Ran shot him a warning look—hard and urgent—and walked away without answering.
Something was wrong.
They searched.
And then—near the water area—they found it.
A group of boys stood there laughing, careless, drinking from the shining black bottle like it meant nothing at all.
Win saw red.
He didn't think.
He shoved one of them violently, fists flying, rage exploding out of him. Harsh words tore from his mouth, sharp and unforgiving.
Ter's chest tightened.
He had never seen Win like this.
This wasn't anger.
This was something buried—something unleashed.
Win grabbed the boy by the shirt, knuckles white, grip brutal. Ran and Farm rushed in, trying to pull him back, but Win didn't let go. It was like he couldn't hear them. Like the world had narrowed to one threat.
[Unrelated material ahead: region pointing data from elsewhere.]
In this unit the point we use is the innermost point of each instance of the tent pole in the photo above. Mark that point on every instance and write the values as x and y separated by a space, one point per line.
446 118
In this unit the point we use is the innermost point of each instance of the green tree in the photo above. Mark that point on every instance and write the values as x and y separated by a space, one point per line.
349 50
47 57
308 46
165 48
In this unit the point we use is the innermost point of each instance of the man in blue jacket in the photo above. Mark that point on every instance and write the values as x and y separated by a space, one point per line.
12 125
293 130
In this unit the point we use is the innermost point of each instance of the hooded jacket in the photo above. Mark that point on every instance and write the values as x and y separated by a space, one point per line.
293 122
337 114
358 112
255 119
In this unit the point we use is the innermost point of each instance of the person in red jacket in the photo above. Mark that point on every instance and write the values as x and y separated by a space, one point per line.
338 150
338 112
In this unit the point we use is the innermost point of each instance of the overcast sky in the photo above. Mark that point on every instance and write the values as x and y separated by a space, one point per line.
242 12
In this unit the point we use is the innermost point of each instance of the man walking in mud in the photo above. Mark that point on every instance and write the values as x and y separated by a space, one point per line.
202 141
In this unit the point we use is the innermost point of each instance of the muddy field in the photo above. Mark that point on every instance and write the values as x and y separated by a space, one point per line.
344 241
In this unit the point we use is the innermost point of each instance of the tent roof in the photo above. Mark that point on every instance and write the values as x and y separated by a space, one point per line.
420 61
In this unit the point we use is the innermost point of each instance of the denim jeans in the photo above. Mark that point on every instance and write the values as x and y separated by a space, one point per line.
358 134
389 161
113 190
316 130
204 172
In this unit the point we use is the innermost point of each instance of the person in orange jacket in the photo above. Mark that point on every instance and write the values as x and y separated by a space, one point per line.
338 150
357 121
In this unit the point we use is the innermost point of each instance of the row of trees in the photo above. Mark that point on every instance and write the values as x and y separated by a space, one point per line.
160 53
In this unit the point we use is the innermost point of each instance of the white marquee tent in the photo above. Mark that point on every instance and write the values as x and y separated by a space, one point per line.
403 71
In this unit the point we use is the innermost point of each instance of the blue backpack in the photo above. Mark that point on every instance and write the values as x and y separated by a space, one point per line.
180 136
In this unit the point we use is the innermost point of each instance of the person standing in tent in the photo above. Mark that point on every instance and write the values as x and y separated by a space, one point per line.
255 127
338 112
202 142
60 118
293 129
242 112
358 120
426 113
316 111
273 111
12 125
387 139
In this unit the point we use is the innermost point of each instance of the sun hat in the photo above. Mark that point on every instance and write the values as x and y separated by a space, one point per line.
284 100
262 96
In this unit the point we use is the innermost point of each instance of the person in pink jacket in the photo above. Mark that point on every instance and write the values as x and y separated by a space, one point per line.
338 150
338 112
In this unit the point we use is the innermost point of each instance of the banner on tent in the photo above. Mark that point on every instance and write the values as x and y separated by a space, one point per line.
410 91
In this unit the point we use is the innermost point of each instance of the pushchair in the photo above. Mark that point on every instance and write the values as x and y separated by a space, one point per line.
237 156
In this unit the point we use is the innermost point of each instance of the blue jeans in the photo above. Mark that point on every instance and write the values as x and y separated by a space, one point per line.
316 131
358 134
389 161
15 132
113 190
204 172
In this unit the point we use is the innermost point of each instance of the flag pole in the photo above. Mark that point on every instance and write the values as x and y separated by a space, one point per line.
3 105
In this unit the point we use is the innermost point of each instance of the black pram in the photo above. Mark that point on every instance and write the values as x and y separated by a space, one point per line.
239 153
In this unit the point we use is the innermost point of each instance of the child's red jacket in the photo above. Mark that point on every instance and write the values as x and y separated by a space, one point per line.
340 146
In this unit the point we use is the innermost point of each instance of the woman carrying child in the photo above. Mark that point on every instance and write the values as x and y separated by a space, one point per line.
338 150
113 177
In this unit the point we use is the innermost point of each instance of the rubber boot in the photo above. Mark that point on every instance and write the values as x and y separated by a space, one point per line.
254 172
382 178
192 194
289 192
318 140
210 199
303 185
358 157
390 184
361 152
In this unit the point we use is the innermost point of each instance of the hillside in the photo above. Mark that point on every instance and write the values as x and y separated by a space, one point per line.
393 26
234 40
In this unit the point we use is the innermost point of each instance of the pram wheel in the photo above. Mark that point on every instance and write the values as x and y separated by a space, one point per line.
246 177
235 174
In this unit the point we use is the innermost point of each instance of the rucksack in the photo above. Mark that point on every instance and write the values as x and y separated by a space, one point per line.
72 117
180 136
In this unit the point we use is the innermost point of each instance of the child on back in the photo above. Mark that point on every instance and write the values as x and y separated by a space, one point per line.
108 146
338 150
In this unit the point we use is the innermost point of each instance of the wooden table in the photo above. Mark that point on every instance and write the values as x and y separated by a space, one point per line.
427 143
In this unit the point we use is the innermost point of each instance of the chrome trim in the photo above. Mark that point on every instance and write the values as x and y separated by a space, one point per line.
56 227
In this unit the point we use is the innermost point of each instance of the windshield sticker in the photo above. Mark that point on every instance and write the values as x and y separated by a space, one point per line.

Ter stepped forward, heart pounding.
"Win—stop—"
In the chaos, Win shoved blindly.
Ter didn't see it coming.
His foot slipped on the wet floor.
For a split second, the world tilted.
Then—
He fell.
The sound echoed.
Silence crashed down.
In the next second, Win turned.
He released the boy immediately.
The group didn't wait—they ran, fear pushing them far away.
Win didn't chase them.
He didn't even look.
His eyes were on Ter.
"Ter—" His voice broke.
Win rushed toward him, panic replacing rage. But Ter stood up on his own.
No anger. No pain. No reaction.
He just looked at Win.
Distant. Unreadable.
That look hurt more than anything.
Win forgot everything—the bottle, the fight, the crowd. Nothing mattered except that stare.
Ran and Farm stepped in quickly, guiding them away before teachers arrived. They took them to the school garden—green, quiet, pretending to be peaceful.
No one spoke.
Not Win. Not Ter.
They didn't talk for the rest of the day.
Ter usually argued with everyone. He snapped back. He defended himself.
But he never fought like this.
And that terrified him.
It wasn't the fall that stayed with him.
It was Win.
The way he lost control. The way he didn't stop. The way something dark surfaced so easily.
As the final bell rang, Ter walked away with a heavy chest.
Some anger wasn't born in the moment.
Some anger had been waiting a long time to escape.